Par rolpoup :: dimanche 18 février 2007 à 9:28 :: Raison & déraison

 

 

 

 

 



Guerres et violence
dans la Bible

 

 

 

 

Depuis ses origines, l'Église, à la suite de la Synagogue, est confrontée à la difficulté que représentent les guerres et la violence présentées par la Bible comme relevant de volonté de Dieu.

 

Il y a là une des tâches des plus délicates de l'apologétique — la défense de la foi. Plusieurs approches ont été proposées.

 

 

1. Une guerre inévitable pour une terre revendiquée par deux peuples

           

L'approche à considérer en premier lieu, qui comprend les violences bibliques comme inhérentes à une guerre incontournable dans la situation des temps de l'Exode et de l'Israël ancien, — insiste sur le fait que la terre de Canaan pouvait légitimement être revendiquée comme sienne par le peuple d'Israël, comme descendant d'Abraham. Le patriarche et les siens y avaient séjourné, en effet, déjà quelques siècles auparavant, sans difficultés avec le voisinage. Aucune raison ne devait donc s'opposer à un retour au pays.

 

Les partisans de cette lecture font remarquer que les populations que combattent les Hébreux rentrant d'Égypte, sont en partie composées d'envahisseurs récents, entendant soumettre la région, et qui n'ont aucun droit acquis sur le pays de Canaan [1]. Ces envahisseurs, les Philistins, viennent de la Méditerranée, d'îles comme la Crète. Les Hébreux eux, rentrent chez eux.

 

Il reste que toutes les populations cananéennes ne sont pas philistines. Ici, en insistant sur la promesse faite à Abraham, on contestera parfois que la légitimité de résidence sur une terre, ou de domination d'une région, ne dépende systématiquement d'une plus grande ancienneté d'installation. (Remarquons en ce sens, qu'en privilégiant l'ancienneté, on devrait remettre en cause la légitimité de la domination française — ex-franque — de terres gauloises auparavant dirigées par des envahisseurs celtes, puis romains, et localement wisigoths, burgondes, etc...)

 

 

2. Un conflit révolutionnaire

 

Si l'on tient compte de la relativité des questions d'ancienneté d'installation, on tendra à insister sur la dimension de conflit révolutionnaire [2] qui est sous-jacente aux violences bibliques.

 

Employons le mot "révolutionnaire" sans trop presser l'analogie avec le phénomène proprement moderne des révolutions.
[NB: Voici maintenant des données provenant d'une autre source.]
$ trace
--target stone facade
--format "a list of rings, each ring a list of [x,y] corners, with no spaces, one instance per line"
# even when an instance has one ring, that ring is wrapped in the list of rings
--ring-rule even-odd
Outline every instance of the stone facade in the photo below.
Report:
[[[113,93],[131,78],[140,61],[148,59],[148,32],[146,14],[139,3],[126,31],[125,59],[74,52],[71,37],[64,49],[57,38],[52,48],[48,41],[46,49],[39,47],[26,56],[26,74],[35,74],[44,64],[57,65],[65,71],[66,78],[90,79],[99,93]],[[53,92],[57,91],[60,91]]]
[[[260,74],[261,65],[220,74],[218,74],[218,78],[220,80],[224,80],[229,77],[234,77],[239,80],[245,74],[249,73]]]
L'analogie est pourtant réelle. Les révolutions modernes peuvent trouver, entre autres points de départs possibles, leur origine dans la Révolution puritaine anglaise du XVIIe siècle, au cours de laquelle Cromwell perpétrait des violences célèbres à l'encontre des Irlandais récalcitrants. Célèbres de même sont les violences exercées par les révolutionnaires français à l'encontre des Vendéens. Or si la Révolution française ne manquait pas de se réclamer des révolutions puritaines anglaise et américaine, ces dernières ne négligeaient pas de revendiquer leur fidélité à Moïse et au peuple de l'Exode.

 

Les tentations d'"épuration" qu'ont connues toutes les révolutions modernes sont redoutables. Elles ne s'en donnent pas moins des excuses — qui font la force de ces "épurations" — tout aussi redoutables, tant elles peuvent sembler irréfutables aux enthousiastes du moment : certes, "pas de liberté pour les ennemis de la liberté"... d'où on en vient facilement à penser qu'"il est interdit d'interdire"... sous peine d'avoir la tête tranchée par ce moyen humaniste inventé par le doux docteur Guillotin. Le couperet de l'évidence tombe, on ne peut plus net.

 

Sachons que les peuples que confrontait l'Israël biblique pratiquaient — en fonction du culte de leurs idoles, — entre autres la prostitution sacrée et les sacrifices d'enfants. Cela, donc, pour des raisons religieuses, c'est-à-dire à fondement supra(ou infra)-rationnel ; en d'autres termes, inaccessibles à l'argumentation. Aussi, paradoxalement, en fonction même de leur relation avec le Dieu de miséricorde, les prophètes pouvaient-ils percevoir comme de leur devoir que d'exiger des "épurations".

 

 

3. Le comble de l'iniquité des Amoréens

 

Sous cet angle, l'apologétique saura faire remarquer que face au degré d'ignominie des pratiques cananéennes, la patience de Dieu rencontrait des limites. La violence exercée par Israël selon l'exigence prophétique est alors perçue comme instrument d'un châtiment mérité, advenant en son temps. Selon la promesse divine faite à Abraham, le peuple ne reviendra d'Egypte prendre pied sur sa terre que lorsque "la déchéance morale des Amoréens aura atteint son comble" (Gn 15:16). Pour ce faire, il met en œuvre le châtiment céleste.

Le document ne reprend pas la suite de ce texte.